Autumn is the perfect time to celebrate the full bounty the earth has provided us. Throughout history people have celebrated the autumn harvest with festivals and bounties of delicious vegetables. Our celebration comes in the form of this Harvest Bounty Bowl. This is sure to satisfy and nourish you to the core. We threw everything in here but the kitchen sink. The flavors blend so well together with half being warm roasted veggies and the other half being cool and raw. This bowl will illuminate your soul, give you energy and put you in good spirits. Plus, it’s extremely tasty. Please feel free to leave us a comment below and if you enjoyed this recipe hit the like button.
Ingredients:
1 cup pearled barley, cooked
2 medium carrots, peeled and diced large
10-12 Brussels sprouts, with the end cut off and sliced in half
1 small sweet potato, peeled, diced large
1/2 a small butternut squash, peeled, diced large
1/2 a large turnip, peeled, diced large
1/2 a medium red onion, cut in four large pieces
2 golden beets, peeled, diced large
2 cloves of garlic, sliced thinly
1/4 cup olive oil
3 stems of fresh thyme
3-4 sprigs of fresh parsley
Juice of 1 lemon
1 bunch of collard greens, cut in ribbons
1 piece of Daikon radish, sliced thin
1 avocado, diced
2 Tbsp.scallions, diced
1 Asian pear, sliced
1 tsp. olive oil, for tossing collard greens
salt & pepper
Method of Prep:
Preheat the oven to 400°F.
There will be two sides to this Harvest Bounty Bowl, so you can prepare the raw portion after the other vegetables are cooking in the oven. After you’ve cut the collard greens in ribbons, toss them in the 1 tsp. of olive oil and salt. Set aside. This will help take any bitterness out of the greens.
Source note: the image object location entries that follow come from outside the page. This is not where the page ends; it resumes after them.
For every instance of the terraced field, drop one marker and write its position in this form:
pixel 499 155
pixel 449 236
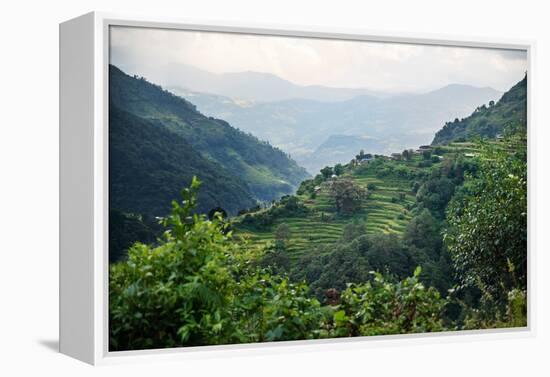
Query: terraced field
pixel 382 211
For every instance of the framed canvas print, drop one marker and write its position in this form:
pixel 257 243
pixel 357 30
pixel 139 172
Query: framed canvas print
pixel 230 188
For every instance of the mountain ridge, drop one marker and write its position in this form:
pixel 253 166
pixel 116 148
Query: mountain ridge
pixel 268 172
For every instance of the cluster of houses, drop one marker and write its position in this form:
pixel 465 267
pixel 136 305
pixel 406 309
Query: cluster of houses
pixel 365 158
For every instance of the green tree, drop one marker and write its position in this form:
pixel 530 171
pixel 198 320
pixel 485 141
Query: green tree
pixel 347 195
pixel 327 172
pixel 338 169
pixel 382 307
pixel 487 232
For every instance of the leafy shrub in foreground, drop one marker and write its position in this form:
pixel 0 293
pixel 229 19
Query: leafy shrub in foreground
pixel 381 307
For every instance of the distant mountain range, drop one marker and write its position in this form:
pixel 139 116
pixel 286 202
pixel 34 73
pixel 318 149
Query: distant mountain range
pixel 509 113
pixel 158 141
pixel 247 86
pixel 307 128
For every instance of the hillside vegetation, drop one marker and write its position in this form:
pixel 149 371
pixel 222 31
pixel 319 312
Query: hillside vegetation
pixel 267 172
pixel 424 241
pixel 149 165
pixel 507 115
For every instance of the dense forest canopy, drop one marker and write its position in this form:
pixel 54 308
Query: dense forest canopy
pixel 507 115
pixel 267 172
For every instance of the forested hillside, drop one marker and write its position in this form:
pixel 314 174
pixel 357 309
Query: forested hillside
pixel 149 165
pixel 508 114
pixel 266 171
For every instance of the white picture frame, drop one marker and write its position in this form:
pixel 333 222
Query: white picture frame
pixel 84 59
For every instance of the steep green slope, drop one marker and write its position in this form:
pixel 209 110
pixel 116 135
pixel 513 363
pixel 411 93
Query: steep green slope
pixel 268 172
pixel 149 165
pixel 385 210
pixel 489 121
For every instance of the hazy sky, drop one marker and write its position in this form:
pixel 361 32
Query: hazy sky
pixel 304 61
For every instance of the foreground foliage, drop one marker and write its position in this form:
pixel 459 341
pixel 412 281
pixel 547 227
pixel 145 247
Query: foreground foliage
pixel 198 287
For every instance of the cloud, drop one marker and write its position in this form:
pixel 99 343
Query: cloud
pixel 308 61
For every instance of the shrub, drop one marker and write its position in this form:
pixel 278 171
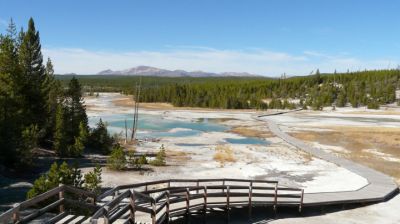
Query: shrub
pixel 92 180
pixel 100 140
pixel 160 158
pixel 136 162
pixel 224 154
pixel 117 159
pixel 65 174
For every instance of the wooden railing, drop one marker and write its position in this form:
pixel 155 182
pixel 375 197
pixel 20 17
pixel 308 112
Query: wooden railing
pixel 161 200
pixel 61 201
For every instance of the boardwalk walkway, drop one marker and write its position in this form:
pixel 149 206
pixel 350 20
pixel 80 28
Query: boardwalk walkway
pixel 379 188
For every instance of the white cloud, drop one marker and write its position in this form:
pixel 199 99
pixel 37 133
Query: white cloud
pixel 270 63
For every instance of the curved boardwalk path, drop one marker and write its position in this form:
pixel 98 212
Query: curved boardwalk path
pixel 380 187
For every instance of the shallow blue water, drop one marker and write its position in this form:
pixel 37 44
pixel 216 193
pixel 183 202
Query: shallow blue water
pixel 154 126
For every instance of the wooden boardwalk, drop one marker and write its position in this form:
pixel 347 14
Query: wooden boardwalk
pixel 380 187
pixel 160 201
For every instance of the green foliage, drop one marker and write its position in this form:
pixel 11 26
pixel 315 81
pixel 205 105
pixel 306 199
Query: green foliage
pixel 29 141
pixel 60 139
pixel 249 92
pixel 136 162
pixel 117 159
pixel 35 110
pixel 373 104
pixel 92 180
pixel 160 158
pixel 68 175
pixel 100 140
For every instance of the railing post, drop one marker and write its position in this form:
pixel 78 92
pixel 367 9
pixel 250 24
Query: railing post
pixel 187 201
pixel 167 207
pixel 153 213
pixel 275 196
pixel 301 200
pixel 61 196
pixel 250 198
pixel 16 213
pixel 205 203
pixel 227 203
pixel 132 208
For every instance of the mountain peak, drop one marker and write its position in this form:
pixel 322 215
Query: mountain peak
pixel 143 70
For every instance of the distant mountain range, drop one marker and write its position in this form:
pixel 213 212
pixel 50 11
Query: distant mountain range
pixel 152 71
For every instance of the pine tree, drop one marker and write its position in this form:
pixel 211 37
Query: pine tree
pixel 60 144
pixel 75 106
pixel 33 76
pixel 80 141
pixel 10 101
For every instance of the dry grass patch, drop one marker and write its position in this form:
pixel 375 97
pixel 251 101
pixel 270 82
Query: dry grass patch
pixel 224 154
pixel 250 132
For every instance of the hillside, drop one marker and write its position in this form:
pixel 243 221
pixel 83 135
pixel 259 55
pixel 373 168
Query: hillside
pixel 152 71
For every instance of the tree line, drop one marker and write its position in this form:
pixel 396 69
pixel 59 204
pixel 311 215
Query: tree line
pixel 363 88
pixel 36 110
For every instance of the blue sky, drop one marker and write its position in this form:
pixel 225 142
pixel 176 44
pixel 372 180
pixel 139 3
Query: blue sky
pixel 263 37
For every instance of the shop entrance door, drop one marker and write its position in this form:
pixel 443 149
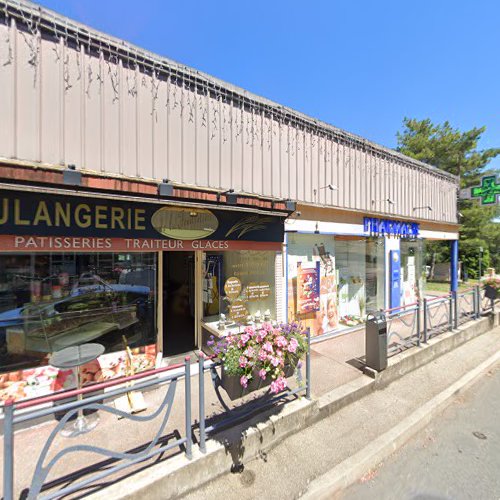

In a shallow baking pan,lined with tin foil, lay in the carrots, Brussels sprouts, sweet potato, butternut squash, turnips, red onion, golden beets, and garlic. Toss the vegetables in the 1/4 cup of olive oil. Then sprinkle with the fresh thyme, parsley and drizzle the lemon juice on top. Lastly salt & pepper to taste. Cover with tin foil and bake in the oven for 40-45 minutes. Remove the tin foil and continue baking for an additional 15 minutes.
Remove baking pan from the oven.
In a large bowl, lay the ribboned collard greens on one side in the bottom. Add the Daikon radish, avocado, scallions and Asian pear on top.
Next to the raw portion, add in the pearled barley.
And finally add in the cooked vegetables.
Salt & pepper to taste.
This recipe makes 2-3 large Harvest Bounty Bowls.
Serve immediately, Enjoy!
Oh yum – this is making my mouth water. So much color!
Thank you! We love all the colors of fall vegetables too. Enjoy!